Sunday 29 May 2016

The Curse of NTLM Based HTTP Proxies

I first crossed swords with an NTLM authenticating proxy around the turn of the millennium when I was working on an internet based real-time trading system. We had chosen to use a Java applet for the client which provided the underlying smarts for the surrounding web page. Although we had a native TCP transport for the highest fidelity connection when it came to putting the public Internet and, more importantly, enterprise networks between the client and the server it all went downhill fast.

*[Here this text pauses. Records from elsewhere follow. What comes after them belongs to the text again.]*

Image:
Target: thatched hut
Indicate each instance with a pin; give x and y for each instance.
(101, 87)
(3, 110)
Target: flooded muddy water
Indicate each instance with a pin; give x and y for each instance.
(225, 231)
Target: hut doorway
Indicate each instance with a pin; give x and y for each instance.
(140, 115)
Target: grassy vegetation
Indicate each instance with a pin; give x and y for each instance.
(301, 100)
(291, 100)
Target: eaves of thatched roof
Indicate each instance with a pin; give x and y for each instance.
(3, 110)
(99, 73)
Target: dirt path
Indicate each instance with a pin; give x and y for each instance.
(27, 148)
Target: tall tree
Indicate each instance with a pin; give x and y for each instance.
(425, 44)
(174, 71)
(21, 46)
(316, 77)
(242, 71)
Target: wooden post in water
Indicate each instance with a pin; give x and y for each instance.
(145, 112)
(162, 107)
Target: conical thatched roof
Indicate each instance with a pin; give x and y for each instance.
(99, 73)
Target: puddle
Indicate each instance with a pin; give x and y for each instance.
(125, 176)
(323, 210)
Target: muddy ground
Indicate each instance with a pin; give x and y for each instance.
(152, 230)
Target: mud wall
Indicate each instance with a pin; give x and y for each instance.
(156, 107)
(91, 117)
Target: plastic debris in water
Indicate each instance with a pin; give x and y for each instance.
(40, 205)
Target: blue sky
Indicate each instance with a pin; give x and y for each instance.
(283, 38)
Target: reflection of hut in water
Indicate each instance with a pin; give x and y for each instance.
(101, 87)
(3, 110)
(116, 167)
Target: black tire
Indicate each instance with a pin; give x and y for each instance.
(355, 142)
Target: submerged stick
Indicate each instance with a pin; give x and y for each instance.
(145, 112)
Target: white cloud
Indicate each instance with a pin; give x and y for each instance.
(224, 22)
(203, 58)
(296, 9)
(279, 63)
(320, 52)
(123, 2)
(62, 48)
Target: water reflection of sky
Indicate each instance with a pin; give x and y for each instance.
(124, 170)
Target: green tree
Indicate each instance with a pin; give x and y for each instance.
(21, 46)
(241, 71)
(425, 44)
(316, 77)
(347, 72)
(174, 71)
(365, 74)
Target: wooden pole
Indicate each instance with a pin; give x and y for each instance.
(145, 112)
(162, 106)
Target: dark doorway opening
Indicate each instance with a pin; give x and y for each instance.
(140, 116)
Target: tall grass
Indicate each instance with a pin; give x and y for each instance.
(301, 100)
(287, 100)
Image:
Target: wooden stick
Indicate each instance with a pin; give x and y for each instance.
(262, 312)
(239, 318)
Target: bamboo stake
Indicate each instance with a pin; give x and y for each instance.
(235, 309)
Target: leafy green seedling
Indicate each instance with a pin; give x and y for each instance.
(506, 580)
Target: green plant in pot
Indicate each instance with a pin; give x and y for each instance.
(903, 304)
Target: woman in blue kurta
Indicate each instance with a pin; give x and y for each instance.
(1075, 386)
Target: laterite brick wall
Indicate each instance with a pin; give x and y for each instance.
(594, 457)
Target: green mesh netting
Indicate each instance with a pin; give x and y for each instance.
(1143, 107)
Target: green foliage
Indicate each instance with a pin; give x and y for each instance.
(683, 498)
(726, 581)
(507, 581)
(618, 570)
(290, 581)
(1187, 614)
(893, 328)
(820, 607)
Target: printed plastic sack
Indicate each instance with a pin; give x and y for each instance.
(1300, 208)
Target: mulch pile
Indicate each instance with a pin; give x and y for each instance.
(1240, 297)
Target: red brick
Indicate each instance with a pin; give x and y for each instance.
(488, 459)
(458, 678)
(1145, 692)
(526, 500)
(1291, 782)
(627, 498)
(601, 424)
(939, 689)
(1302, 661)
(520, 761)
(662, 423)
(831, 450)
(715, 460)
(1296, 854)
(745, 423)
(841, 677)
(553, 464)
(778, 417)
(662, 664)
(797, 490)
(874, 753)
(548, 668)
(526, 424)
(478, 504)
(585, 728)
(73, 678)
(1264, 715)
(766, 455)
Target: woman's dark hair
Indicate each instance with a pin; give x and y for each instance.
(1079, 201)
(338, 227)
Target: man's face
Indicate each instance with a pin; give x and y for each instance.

It soon became apparent that Internet access inside the large organisations we were dealing with was hugely different to that of the much smaller company I was working at. In fact it took another 6 months to get the service live due to all the workarounds we had to put in place to make the service usable by the companies it was targeted at. I ended up writing a number of different HTTP transports to try and get a working out-of-the-box configuration for our end users as trying to get support from their IT departments was even harder work. On Netscape it used something based on the standard Java URLConnection class, whilst on Internet Explorer it used Microsoft’s J/Direct Java extension to leverage the underlying WinInet API.

This last nasty hack was done specifically to cater for those organisations that put up the most barriers between its users and the Internet, which often turned out to be some kind of proxy which relied on NTLM for authentication. Trying to rig something similar up at our company to develop against wasn’t easy or cheap either. IIRC in the end I managed to get IIS 4 (with MS Proxy Server?) to act as an NTLM proxy so that we had something to work with.

Back then the NTLM protocol was a propriety Microsoft technology with all the connotations that comes with that, i.e. tooling had to be licensed. Hence you didn’t have any off-the-shelf open source offerings to work with and so you had a classic case of vendor lock-in. Essentially the only technologies that could (reliably) work with an NTLM proxy were Microsoft’s own.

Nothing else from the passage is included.